Changing Sealed Secrets Passwords in Kubernetes

Introduction

There are plenty of articles that focus on installing Bitnami’s Sealed Secrets application and creating your first Sealed Secret within Kubernetes. However, most article do not cover how to change passwords defined within a Sealed Secret.

Sealed Secrets is a product offered by Bitnami Labs. This allow Kubernetes secrets to be safely committed to Git repositories. Even public ones.

How to install and configure Sealed Secrets is outside the scope of this article. I’m going to assume you already have a Kubernetes cluster with Sealed Secrets installed, you’ve converted your standard secrets to Sealed Secrets and committed your Sealed Secrets YAML files to your Git repository which are deployed to your cluster via a GitOps process such as ArgoCD.

Photo by regularguy.eth on Unsplash

The Password Problem

Kubernetes does not store secrets encrypted, it only Base64 encodes secrets which is trivial to decode back into clear text.

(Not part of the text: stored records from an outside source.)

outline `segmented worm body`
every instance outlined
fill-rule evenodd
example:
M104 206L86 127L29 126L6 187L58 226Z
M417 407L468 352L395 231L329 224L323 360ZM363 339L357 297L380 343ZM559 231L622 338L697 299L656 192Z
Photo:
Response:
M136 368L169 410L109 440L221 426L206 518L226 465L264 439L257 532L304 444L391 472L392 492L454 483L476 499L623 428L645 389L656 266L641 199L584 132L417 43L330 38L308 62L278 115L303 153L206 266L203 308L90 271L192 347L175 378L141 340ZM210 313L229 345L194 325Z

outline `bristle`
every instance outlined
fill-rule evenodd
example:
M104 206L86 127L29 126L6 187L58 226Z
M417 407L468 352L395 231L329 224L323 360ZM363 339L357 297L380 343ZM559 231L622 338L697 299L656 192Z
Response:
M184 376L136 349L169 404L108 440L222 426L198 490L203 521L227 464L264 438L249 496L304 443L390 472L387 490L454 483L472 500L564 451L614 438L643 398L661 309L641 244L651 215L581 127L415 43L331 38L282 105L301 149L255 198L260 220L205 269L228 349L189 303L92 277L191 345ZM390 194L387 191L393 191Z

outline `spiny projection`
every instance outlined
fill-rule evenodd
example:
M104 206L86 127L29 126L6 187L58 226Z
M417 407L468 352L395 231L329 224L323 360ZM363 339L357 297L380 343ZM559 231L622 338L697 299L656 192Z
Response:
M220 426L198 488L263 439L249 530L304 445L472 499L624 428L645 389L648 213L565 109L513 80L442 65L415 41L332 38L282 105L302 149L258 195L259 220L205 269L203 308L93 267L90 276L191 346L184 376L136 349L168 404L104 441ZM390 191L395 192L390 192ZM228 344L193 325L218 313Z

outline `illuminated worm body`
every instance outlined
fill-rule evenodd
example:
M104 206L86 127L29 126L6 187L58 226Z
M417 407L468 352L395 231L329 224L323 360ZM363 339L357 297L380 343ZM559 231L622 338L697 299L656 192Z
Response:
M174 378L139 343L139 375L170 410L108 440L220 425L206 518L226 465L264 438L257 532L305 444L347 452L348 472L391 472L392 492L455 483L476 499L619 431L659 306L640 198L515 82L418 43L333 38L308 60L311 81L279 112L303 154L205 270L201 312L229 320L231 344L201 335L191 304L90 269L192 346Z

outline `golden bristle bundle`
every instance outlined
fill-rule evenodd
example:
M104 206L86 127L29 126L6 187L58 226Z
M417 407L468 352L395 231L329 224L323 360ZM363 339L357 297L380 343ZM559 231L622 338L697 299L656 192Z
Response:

This is analogous to a lock on a glass door; it is only intended to keep the honest people out. Anyone else would use a brick and not worry about the lock.

Since secrets encoded with Base64 are so trivial to decode, they cannot be included with your application deployment to Git repositories. Even if you use private repositories it is unwise to store your Base64 encoded secrets within. Anyone who has access to the repository will have access to the contents of the secret.

This is where products such as Sealed Secrets come in. Standard Kubernetes secrets can be encrypted and “converted” into a Sealed Secret which is safe to store in a public repository (I personally still insist on using private repositories for secrets). The Sealed Secret is a Custom Resource Definition (CDR) installed with Sealed Secrets. These YAML files can be identified by object type kind: SealedSecret.

To be clear, this only protects your secrets stored at rest in the Git Repository. Anyone with access to use kubectl get secrets will still see the trivial to decode base64 encoded secret. Anyone with access to etcdctl get /registry/secrets/… will see secrets in clear text (by default).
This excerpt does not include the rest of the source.